In a new paragraph merging 109 (a), (b), (c), and (d), on budgetary processes, the EU proposed deleting reference to establishing specific allocations and ensuring adequate budgets. Delegates agreed to references on: design, development, adoption and execution; adequate budgetary allocations; and programmes that enhance women's empowerment. Proposals still in brackets include a JUSCANZ reference to developing tools and mechanisms for monitoring and evaluation, and a G-77/CHINA reference to these processes as appropriate.
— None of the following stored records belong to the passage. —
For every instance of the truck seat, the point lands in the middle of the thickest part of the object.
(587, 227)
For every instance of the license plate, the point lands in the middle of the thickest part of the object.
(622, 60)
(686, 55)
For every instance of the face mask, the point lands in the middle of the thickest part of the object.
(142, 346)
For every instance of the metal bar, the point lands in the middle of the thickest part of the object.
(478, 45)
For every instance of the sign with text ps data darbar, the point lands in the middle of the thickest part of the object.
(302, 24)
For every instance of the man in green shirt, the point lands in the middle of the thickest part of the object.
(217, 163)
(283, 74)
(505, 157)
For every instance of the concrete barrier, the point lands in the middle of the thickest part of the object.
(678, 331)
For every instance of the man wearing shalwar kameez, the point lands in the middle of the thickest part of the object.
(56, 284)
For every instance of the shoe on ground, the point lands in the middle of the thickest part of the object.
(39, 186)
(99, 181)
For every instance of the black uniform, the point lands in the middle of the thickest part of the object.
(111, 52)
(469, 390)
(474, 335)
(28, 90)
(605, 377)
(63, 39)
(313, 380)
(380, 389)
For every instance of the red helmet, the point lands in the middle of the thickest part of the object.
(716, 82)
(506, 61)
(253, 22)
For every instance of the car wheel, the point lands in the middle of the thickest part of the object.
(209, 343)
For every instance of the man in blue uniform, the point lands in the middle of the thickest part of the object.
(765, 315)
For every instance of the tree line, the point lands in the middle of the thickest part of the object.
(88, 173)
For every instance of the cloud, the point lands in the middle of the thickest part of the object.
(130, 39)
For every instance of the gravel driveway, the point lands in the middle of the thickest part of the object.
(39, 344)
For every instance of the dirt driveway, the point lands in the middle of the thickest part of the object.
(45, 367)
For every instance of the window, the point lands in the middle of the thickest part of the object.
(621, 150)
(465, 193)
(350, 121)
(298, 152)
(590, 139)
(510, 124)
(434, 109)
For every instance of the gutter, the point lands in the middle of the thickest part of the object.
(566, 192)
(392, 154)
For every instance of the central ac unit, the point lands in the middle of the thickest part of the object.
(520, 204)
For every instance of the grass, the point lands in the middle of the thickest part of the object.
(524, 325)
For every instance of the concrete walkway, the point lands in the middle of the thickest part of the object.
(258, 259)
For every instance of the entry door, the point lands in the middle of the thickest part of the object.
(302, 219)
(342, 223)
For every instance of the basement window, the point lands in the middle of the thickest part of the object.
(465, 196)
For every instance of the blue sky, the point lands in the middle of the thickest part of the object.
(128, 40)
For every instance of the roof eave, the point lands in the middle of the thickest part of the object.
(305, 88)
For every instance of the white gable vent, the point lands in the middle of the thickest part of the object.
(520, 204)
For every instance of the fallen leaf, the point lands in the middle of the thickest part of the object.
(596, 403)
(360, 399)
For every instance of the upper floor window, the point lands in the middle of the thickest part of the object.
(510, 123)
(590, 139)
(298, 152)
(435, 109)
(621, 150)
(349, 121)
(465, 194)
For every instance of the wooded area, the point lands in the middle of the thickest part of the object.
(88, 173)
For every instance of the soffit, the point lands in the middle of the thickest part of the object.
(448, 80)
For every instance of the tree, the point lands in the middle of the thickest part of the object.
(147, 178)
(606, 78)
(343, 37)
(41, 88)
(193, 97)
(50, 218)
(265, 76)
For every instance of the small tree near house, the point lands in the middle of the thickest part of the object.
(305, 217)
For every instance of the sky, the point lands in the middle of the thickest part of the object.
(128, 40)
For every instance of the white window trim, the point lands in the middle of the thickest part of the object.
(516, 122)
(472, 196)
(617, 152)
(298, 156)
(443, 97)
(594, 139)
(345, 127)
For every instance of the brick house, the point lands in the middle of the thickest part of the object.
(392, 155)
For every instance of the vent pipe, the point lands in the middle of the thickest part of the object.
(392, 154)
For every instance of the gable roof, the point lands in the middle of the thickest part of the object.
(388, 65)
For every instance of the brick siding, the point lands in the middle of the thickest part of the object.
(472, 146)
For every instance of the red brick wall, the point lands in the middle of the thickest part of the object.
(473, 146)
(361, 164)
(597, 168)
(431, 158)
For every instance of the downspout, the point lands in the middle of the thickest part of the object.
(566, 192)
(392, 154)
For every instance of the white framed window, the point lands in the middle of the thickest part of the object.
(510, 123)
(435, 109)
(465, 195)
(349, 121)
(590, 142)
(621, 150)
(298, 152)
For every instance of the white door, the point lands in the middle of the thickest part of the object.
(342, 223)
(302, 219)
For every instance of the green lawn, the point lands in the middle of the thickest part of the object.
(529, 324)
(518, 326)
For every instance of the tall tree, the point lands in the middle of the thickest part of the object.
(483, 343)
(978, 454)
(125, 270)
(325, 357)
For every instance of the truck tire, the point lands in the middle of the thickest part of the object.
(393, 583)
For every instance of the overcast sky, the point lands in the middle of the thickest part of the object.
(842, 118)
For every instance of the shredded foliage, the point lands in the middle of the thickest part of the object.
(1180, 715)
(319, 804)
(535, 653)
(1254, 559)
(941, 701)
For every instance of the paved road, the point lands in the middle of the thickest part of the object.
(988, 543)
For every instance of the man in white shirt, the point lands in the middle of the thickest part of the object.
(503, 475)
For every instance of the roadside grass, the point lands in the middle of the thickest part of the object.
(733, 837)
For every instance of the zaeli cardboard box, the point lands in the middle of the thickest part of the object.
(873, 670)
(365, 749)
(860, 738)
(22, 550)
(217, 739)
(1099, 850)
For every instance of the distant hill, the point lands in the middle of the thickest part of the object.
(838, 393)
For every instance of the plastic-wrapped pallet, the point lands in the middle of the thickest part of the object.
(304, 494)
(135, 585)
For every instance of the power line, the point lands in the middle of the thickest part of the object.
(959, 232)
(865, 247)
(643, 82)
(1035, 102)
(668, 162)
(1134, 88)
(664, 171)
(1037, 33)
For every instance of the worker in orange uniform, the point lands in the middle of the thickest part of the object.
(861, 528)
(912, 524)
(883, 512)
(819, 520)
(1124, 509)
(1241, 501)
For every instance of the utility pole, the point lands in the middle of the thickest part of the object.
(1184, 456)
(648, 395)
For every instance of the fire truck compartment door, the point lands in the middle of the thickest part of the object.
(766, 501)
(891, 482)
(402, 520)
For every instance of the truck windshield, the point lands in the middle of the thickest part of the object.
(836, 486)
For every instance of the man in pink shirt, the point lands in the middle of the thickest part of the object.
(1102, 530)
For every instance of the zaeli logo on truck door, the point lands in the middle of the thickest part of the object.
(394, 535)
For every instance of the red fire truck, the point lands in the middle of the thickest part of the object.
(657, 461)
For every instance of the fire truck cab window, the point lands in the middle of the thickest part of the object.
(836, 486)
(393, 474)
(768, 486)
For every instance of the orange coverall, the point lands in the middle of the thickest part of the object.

WORKING GROUP I: SECTION III: CURRENT CHALLENGES
In paragraph 28, on the context of the implementation of the Beijing Declaration and POA, JUSCANZ supported a reference to insufficient political commitment to gender equality; it remains bracketed. In paragraph 29, on the globalization process, delegates agreed to a G-77/China proposal that the process has resulted in, rather than caused, inter alia, policy shifts. They also agreed to a G-77/China specification of in some countries. Delegates then met in negotiating groups to discuss the balance of a number of elements in the paragraph, but came to no conclusions before the session ended. The elements included references to, inter alia: the changing roles of the private sector; the gender impact of changes aiming at a better balance between economic, employment and social policies and sustainable development; globalization and cultural values; political changes, including new forms of governance and the growth of international civil society; marginalization; and employment trends and working conditions.